Another vaguely shaded blazer opens the doors over our heads and announces that the line is on pause. They won’t say when it reopens. I ask one of the wind-ups by the Greek exhibit. Her hue is closer to blue, and she says I shouldn’t expect an answer.
I decide to stick around in case the line starts up again. I find a room that reminds me of the book Jane Eyre. The walls are yellow and frosted buttercream. It is a recreation of some noble’s home. I sit on a soft green cushion and look out the window at a cloudy English meadow. The air tastes like chamomile tea. How many Oceanic boats sank to lay this place’s foundation?
Down the hall is a maze of European paintings. They hang over empty fireplaces. The walls are dark facets of sparkling jewels. A long time ago, a man painted a girl lost in thought. He also painted her underwear. The plaque says it means the artist means she’s becoming a woman. I wonder what she means when she turns away with her face to the light. Probably leave me alone, I’m trying to think.
The basement of the MET is as out of reach as the roof. No one wants to go down there anyway. It’s empty in the heart of Europe. There is a guardrail around the basement stairs. A ring of trees grows around a stagnant pond below the velvet rope. Doorways to the jewel box, the meadow, and the chessboard surround me.

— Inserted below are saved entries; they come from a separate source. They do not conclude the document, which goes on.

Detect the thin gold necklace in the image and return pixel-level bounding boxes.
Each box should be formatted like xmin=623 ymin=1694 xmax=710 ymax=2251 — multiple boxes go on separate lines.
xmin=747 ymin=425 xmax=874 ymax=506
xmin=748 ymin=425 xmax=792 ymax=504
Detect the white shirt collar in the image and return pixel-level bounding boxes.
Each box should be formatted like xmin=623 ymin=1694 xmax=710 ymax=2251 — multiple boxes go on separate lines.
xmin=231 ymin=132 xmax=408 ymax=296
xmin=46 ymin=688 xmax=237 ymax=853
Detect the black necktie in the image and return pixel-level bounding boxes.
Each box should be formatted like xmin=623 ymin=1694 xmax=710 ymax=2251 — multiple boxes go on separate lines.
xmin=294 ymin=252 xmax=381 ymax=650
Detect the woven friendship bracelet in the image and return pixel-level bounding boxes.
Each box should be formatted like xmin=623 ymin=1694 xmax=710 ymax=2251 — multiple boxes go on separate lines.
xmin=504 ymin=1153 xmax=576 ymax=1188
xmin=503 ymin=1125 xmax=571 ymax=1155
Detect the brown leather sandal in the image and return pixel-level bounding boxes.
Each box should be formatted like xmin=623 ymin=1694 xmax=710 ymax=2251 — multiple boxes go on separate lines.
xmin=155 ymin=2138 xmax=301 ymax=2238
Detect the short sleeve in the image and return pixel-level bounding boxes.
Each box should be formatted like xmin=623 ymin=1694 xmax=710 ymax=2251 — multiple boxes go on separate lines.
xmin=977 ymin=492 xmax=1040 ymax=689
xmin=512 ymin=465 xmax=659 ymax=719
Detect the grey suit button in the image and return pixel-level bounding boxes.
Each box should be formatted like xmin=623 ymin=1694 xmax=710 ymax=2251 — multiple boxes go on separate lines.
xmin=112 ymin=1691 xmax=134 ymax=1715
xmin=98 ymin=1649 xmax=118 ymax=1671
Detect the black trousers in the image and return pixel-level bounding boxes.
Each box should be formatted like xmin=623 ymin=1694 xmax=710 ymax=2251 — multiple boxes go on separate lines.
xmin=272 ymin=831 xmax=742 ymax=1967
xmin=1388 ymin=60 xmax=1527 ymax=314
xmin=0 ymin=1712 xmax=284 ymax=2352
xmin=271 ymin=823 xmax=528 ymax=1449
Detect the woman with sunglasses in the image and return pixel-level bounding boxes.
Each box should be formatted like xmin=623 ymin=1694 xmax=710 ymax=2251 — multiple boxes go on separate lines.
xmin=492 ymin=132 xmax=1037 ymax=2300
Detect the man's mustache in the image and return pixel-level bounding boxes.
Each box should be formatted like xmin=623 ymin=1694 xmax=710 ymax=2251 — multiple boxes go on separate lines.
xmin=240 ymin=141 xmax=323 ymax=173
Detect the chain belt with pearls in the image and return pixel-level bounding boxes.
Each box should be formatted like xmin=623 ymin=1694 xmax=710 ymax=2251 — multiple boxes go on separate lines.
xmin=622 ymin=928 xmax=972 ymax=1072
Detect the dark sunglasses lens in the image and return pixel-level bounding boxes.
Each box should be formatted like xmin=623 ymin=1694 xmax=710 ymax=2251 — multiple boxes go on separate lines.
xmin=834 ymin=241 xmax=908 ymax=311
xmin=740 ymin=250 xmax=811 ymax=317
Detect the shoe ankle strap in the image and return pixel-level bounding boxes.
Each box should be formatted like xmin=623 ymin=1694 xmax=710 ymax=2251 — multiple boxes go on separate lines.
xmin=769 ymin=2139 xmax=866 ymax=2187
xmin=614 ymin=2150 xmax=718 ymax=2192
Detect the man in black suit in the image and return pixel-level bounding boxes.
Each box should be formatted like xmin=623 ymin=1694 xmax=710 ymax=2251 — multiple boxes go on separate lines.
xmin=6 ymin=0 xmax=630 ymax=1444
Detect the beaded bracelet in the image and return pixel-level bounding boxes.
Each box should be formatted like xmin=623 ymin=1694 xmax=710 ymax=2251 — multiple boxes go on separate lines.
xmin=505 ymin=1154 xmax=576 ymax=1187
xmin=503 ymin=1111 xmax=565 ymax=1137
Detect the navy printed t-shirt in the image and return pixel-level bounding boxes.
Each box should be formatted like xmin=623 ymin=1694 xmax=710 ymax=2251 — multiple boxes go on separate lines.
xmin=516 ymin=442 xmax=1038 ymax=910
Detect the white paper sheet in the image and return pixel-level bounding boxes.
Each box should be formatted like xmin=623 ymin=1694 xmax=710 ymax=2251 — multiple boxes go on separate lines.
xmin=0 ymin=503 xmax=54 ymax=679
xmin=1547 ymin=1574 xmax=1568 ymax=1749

Above me is one more window.
It acts as a secret exhibit, like an M.C. Escher painting hidden in plain sight. Split windowpanes are carved like the arches out front, but their facets form a pyramid. When you look up, you see your own speck of a reflection standing at the center of a massive temple of glass.
The same staircase climbs opposite sides of the midnight prism. Trees seem to take root in empty reflections. Other lost souls jump across the grid and fall between the lines. Their footsteps echo everywhere. When you move outside your windowpane, you split in two. When you step inside, everything is symmetrical.
The golden light isn’t spilling from the seams anymore. There is no mad dash to capture it on camera. It is simply part of you. Inside and outside. On the steps and on the roof.
And that is why I’ve never had a church.